- Film poster
- Directed by: R. Chandru
- Screenplay by: R. Chandru
- Story by: R. Chandru
- Produced by: K. P. Srikanth, Srinivas Kanakapura
- Starring: Shiva Rajkumar; Sadha; Sanjjana;
- Cinematography: K. S. Chandrashekar
- Edited by: K. M. Prakash
- Music by: Gurukiran
- Production company: Company Enterprises
- Distributed by: R.S. Productions
- Release date: 24 December 2010;
- Running time: 165 minutes
- Country: India
- Language: Kannada

= Mylari =

Mylari (ಮೈಲಾರಿ) is a 2010 Indian Kannada film that has Shiva Rajkumar and Sadha in the lead role. R. Chandru of Taj Mahal (movie) fame is the writer and director.

==Soundtrack==
Mylari audio released by Anand Audio is set to create a record in the history of Kannada film music. It was first film in 2010 to sell 540 audio CDs and cassettes in the first two days of its release .
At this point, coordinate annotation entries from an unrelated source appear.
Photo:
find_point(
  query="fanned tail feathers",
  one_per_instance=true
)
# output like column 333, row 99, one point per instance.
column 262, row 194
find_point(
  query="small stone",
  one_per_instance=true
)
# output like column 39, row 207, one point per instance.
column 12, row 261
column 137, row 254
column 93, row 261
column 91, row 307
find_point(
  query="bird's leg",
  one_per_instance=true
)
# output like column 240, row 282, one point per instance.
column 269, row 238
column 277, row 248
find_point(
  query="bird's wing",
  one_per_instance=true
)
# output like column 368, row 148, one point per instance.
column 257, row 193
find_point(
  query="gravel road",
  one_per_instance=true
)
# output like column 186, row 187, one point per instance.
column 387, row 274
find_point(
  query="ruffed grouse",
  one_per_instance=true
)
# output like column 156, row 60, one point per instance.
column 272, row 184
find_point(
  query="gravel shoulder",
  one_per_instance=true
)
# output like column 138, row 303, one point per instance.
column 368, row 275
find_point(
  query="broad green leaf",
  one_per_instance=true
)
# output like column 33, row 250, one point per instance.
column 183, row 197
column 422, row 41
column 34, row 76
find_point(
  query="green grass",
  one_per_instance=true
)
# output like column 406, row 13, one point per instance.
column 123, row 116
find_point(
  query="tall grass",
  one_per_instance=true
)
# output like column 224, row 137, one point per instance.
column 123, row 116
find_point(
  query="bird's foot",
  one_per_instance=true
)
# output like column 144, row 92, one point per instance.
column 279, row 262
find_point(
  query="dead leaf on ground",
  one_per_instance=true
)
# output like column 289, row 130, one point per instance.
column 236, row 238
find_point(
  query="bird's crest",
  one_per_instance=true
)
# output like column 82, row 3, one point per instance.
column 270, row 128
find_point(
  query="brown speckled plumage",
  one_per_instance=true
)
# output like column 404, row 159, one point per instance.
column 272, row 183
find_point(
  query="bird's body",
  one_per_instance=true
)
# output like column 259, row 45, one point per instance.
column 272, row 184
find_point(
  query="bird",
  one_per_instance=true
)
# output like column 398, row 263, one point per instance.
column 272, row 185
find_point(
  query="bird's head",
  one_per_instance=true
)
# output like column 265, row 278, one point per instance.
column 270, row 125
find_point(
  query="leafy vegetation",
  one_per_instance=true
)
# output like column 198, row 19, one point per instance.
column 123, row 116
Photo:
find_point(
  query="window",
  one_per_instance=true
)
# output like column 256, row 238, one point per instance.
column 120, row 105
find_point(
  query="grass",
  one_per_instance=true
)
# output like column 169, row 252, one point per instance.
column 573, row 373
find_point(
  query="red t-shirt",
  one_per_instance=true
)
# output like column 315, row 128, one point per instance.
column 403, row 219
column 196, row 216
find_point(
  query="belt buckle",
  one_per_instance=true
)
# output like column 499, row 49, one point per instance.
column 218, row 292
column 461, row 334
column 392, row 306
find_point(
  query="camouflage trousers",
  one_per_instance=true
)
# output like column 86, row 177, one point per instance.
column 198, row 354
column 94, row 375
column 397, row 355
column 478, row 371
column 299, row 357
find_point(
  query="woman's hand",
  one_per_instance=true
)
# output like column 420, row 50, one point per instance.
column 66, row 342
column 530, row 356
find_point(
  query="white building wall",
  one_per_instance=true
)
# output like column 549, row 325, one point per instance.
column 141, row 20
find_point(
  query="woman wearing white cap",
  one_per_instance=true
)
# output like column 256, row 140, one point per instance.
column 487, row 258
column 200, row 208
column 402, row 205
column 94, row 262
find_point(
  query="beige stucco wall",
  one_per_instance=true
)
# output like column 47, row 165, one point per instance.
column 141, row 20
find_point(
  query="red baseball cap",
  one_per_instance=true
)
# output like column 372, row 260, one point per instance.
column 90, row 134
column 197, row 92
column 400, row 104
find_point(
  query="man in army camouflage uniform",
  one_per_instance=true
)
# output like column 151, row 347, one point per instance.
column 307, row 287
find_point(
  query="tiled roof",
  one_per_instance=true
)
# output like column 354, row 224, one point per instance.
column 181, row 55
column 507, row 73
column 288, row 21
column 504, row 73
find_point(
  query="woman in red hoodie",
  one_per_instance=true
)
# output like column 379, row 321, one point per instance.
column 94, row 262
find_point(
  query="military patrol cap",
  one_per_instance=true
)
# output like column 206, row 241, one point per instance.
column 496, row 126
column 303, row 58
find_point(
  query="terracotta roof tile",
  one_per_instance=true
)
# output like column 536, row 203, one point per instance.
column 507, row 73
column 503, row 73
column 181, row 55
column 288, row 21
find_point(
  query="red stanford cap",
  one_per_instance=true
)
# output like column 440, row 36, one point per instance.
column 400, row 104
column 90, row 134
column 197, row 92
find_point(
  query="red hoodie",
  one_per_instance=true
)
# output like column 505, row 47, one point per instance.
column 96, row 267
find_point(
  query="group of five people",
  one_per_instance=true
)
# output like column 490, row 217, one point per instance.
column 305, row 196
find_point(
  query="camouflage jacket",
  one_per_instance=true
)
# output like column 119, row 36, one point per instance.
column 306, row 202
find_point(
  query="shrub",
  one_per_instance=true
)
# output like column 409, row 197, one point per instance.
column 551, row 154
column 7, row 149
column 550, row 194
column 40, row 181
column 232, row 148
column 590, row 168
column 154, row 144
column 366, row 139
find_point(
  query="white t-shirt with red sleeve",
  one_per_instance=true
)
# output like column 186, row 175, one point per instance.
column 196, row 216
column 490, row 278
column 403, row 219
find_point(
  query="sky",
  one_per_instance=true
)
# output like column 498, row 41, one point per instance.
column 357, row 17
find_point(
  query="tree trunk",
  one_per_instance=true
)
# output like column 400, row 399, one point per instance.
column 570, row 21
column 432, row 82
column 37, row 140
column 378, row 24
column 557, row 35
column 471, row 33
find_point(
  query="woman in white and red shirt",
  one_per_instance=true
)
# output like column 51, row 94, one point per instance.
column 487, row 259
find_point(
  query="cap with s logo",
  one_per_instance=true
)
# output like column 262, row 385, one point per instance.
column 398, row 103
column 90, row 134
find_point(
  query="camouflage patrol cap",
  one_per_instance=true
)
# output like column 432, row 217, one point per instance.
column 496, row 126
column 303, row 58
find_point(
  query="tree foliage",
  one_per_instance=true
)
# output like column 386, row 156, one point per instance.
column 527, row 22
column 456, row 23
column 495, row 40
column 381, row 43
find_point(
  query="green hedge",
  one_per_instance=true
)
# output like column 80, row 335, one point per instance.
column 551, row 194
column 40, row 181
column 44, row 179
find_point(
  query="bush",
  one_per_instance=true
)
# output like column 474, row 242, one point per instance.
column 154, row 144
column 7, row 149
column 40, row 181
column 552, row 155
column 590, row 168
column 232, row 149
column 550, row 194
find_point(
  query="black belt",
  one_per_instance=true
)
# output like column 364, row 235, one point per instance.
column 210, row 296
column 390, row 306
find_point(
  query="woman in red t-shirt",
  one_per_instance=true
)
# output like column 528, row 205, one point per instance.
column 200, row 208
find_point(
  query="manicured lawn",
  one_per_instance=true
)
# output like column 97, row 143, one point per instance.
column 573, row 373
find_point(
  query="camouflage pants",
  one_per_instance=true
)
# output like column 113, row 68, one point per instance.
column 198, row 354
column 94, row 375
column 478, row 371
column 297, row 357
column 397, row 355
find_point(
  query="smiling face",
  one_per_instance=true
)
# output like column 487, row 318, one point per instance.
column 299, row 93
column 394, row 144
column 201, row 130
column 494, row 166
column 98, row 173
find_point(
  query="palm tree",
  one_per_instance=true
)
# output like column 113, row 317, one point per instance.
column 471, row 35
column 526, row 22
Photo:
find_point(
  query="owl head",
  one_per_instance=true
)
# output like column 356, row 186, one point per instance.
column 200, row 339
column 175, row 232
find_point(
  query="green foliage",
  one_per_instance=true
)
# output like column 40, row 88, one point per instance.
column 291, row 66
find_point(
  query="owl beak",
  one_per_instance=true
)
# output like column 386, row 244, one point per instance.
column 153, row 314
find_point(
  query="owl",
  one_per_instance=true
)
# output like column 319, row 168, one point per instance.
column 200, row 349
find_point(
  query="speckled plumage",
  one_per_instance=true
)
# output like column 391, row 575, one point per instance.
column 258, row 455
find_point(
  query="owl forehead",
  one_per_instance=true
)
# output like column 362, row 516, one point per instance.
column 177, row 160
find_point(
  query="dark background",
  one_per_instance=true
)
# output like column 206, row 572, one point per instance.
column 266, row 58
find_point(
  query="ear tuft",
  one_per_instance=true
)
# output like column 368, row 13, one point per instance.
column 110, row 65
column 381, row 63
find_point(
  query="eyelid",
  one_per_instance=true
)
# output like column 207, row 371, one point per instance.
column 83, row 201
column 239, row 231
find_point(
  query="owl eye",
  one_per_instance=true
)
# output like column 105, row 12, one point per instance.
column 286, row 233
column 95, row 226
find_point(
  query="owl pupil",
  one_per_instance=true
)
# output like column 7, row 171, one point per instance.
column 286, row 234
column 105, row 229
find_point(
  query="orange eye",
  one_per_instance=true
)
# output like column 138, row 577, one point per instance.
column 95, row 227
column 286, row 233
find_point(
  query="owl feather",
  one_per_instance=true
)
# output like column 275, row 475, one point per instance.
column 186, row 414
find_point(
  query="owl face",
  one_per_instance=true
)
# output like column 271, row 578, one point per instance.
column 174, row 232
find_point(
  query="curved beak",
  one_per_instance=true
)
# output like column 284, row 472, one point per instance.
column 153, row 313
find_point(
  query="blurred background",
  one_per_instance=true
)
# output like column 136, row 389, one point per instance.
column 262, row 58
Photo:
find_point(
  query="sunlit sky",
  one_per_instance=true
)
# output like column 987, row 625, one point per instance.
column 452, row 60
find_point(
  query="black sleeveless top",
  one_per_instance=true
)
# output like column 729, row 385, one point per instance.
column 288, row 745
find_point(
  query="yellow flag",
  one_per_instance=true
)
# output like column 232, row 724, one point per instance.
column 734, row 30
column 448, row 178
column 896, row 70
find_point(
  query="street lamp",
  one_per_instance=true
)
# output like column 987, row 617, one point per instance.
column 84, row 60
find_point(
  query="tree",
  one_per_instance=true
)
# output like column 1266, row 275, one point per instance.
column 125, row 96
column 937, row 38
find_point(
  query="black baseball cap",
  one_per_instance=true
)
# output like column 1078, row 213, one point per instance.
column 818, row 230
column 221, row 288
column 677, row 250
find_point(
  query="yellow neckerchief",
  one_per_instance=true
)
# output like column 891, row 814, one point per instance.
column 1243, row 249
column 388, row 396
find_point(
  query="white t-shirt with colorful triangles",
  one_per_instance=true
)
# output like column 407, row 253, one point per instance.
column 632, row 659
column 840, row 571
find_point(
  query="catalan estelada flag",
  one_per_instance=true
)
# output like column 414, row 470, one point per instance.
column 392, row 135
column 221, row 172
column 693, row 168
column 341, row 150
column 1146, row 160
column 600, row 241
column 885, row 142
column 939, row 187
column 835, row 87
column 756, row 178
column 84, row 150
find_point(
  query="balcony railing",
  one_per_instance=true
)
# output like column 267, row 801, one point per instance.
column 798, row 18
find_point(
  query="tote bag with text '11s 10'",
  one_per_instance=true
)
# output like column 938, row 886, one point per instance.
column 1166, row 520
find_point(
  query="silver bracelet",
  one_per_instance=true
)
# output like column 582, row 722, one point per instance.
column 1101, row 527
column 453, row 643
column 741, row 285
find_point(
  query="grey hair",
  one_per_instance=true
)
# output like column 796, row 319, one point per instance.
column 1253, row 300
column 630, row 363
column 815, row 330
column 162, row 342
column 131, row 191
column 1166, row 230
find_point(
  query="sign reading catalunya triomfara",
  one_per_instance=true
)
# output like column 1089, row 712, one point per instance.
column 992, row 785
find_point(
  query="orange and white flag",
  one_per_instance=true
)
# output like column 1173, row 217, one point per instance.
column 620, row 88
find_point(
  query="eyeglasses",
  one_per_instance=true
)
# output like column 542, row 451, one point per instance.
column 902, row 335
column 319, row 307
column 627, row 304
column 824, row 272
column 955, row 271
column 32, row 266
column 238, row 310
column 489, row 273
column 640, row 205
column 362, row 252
| Track # | Song | Singer(s) | Lyricist |
|---|---|---|---|
| 1 | "Jagginakka Jagginakka" | Shankar Mahadevan | Kaviraj |
| 2 | "Sukumaari" | Udit Narayan, Shamita Malnad | Kaviraj |
| 3 | "Langa Daavani" | Gurukiran | Gurukiran |
| 4 | "Ghallu Ghallenutha" | S.P.B, Chitra | Kaviraj |
| 5 | "Butbide" | Kailash Kher | Manjunath Sanjeev |
| 6 | "Mylapura Mylari" | Puneeth Rajkumar, Shamita Malnad | Kaviraj |

== Reception ==
=== Critical response ===

R G Vijayasarathy of Rediff.com scored the film at 3 out of 5 stars and says "This is definitely both Chandru's and Shivanna's 'sure shot' at erasing their past mistakes. All in all, Mylari is a good entertainer". A critic from The New Indian Express wrote "Meanwhile, the SP (Ravi Kale) of the area wants to know about Mylari. The movie is a worth watch for those who want to see the dancing skills of hattrick hero Shivaraj Kumar". A critic from The Times of India scored the film at 3.5 out of 5 stars and wrote "While Sada wins your heart with her excellent expressions and few dialogues, Sanjana shines in her lively and mischievous role. Suchendra Prasad rightly fits the role of a politician. K S Chandrashekar gives some brilliant cinematography". A critic from Bangalore Mirror wrote  "The film has all the commercial trappings of a village-boy-caught-in-a-city story, which Shiva Rajkumar has made his own. The film is not in the same class as Jogi or Om, even though Puneeth croons in the title song that Mylari is not Jogi or Om's Sathya. Very true". B S Srivani from Deccan Herald wrote "Sada looks famished, Rangayana Raghu and Guruprasad irritate and Suchendra Prasad’s mumbling doesn’t help his essay of villainy. The others are hardly missed. Cinematography shines, while the same is not true of music. Shivanna fans will definitely love Mylari along with families of course".